Robert Stephenson ne fut pas longtemps embarrassé par ces difficultés. Il commença par faire construire, sur un rocher situé au milieu du détroit, une tour élevée de 50 mètres ; puis, sur chaque rive, une tour un peu moins élevée, distante de 140 mètres de la tour moyenne ; enfin à 70 mètres en arrière de ces deux piles extrêmes, deux culées, adossées aux levées d’Anglesey et de Carnarwon. Alors quatre tubes de fer laminé, longs chacun de 144 mètres, hauts de 9 mètres et larges de 4m,50, furent amenés sur des radeaux entre les trois piles, au-dessous de l’emplacement qu’ils devaient occuper, et hissés jusqu’au sommet des tours, au moyen de presses hydrauliques mues par la vapeur et placées sur les tours.

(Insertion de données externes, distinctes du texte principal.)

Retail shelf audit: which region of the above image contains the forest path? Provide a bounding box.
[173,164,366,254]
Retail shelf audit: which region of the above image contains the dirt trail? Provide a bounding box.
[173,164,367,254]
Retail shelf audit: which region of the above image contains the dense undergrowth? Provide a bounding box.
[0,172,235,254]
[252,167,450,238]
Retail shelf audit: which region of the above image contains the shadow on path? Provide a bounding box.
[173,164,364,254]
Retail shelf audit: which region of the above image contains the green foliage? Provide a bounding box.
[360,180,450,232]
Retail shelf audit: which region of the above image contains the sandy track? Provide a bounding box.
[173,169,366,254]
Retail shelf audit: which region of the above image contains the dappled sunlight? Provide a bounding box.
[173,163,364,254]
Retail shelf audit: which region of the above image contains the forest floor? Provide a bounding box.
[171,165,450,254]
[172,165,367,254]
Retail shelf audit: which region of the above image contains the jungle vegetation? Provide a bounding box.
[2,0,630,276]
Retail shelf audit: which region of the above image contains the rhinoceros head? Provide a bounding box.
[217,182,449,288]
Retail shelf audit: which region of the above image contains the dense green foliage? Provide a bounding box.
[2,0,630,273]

Chacun de ces tubes pèse 1 800 tonnes. C’est près de 2 millions de kilogrammes, qu’il fallut monter à plus de 30 mètres de hauteur !

La pile du milieu fut ainsi reliée, par deux tubes parallèles, offrant ensemble une largeur de 9 mètres, avec chacune des piles extrêmes. Les tubes de 70 mètres furent construits en place, sur des échafaudages, et réunis aux grands tubes, au moyen de tubes de raccord. De cette façon, chaque moitié du pont se compose d’une immense poutre creuse de 460 mètres de longueur, fixée sur la pile centrale, et reposant librement sur les deux piles de rive et sur les culées. Chacune de ces deux poutres pèse 5 400 tonnes. Leurs poids réunis donnent, par conséquent, près de 11 millions de kilogrammes. On a calculé que le poids seul des clous qui ont servi à assembler les feuilles de tôle, est de 900 tonnes.

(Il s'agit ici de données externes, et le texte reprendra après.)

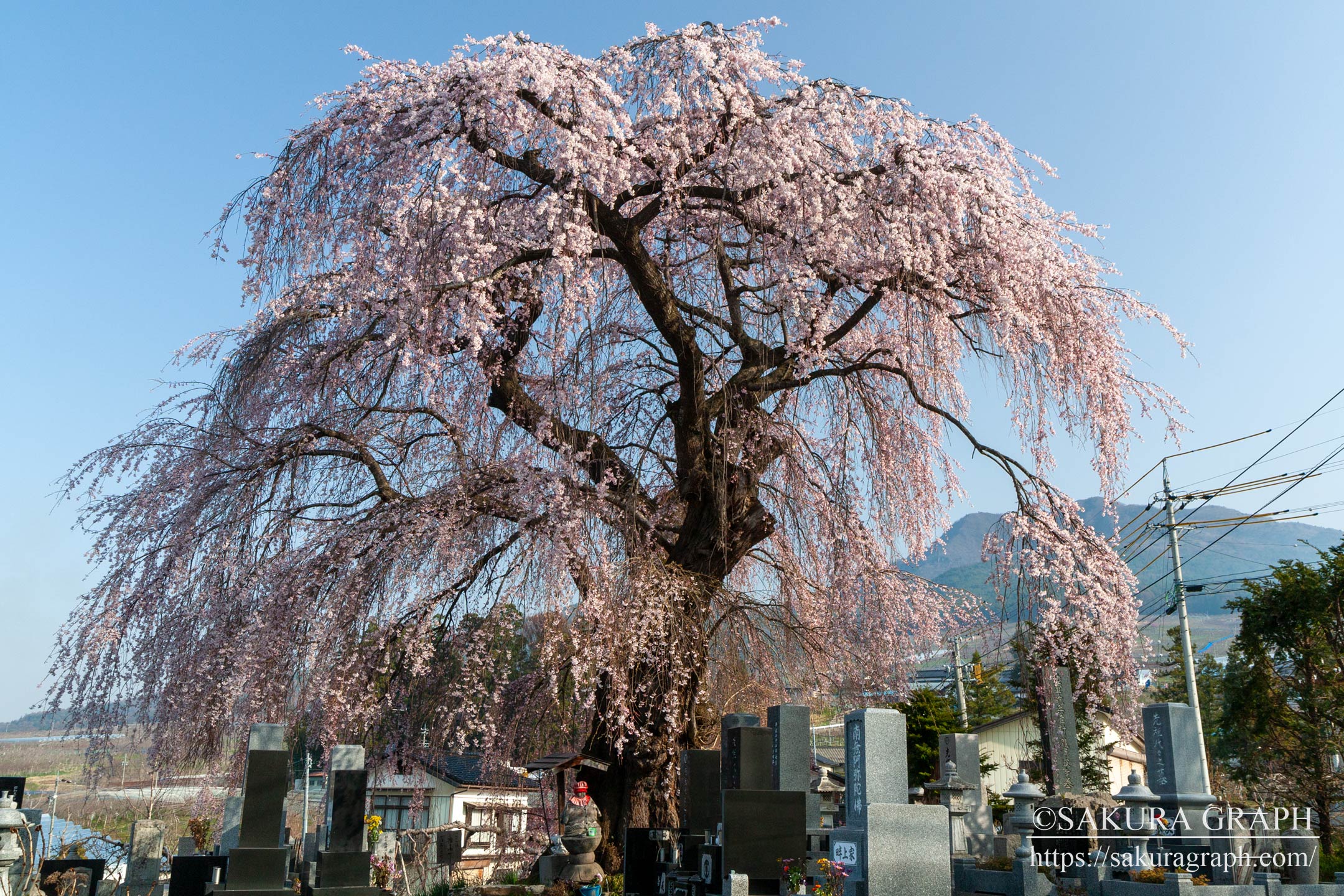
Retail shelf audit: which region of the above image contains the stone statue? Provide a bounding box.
[561,780,602,884]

Le pont de Menai a coûté 15 millions.

Quant au pont de Conway, qui relie l’île d’Anglesey à Holyhead, les deux poutres parallèles, longues de 122 mètres entre leurs deux culées, ne sont supportées en aucun point intermédiaire ; elles pèsent chacune 1 130 tonnes.

Il y a quelques années, Stephenson et Ross ont construit, sur le fleuve Saint-Laurent, un immense pont tubulaire, qui donne passage au chemin de fer de New-York au Canada, et qui a reçu le nom de Pont Victoria. D’une longueur totale de 2 740 mètres, il offre vingt-cinq travées, d’une portée qui s’accroît depuis 74 jusqu’à 100 mètres, en allant des culées vers les piles du milieu. En même temps, les piles augmentent d’épaisseur, et la hauteur du tube s’accroît dans une proportion semblable ; au centre, elle est d’un peu moins de 7 mètres. Le plancher du tube se trouve à 18 mètres au-dessus de l’étiage. Le poids total du fer employé à la construction de cet ouvrage cyclopéen, dépasse 10 000 tonnes.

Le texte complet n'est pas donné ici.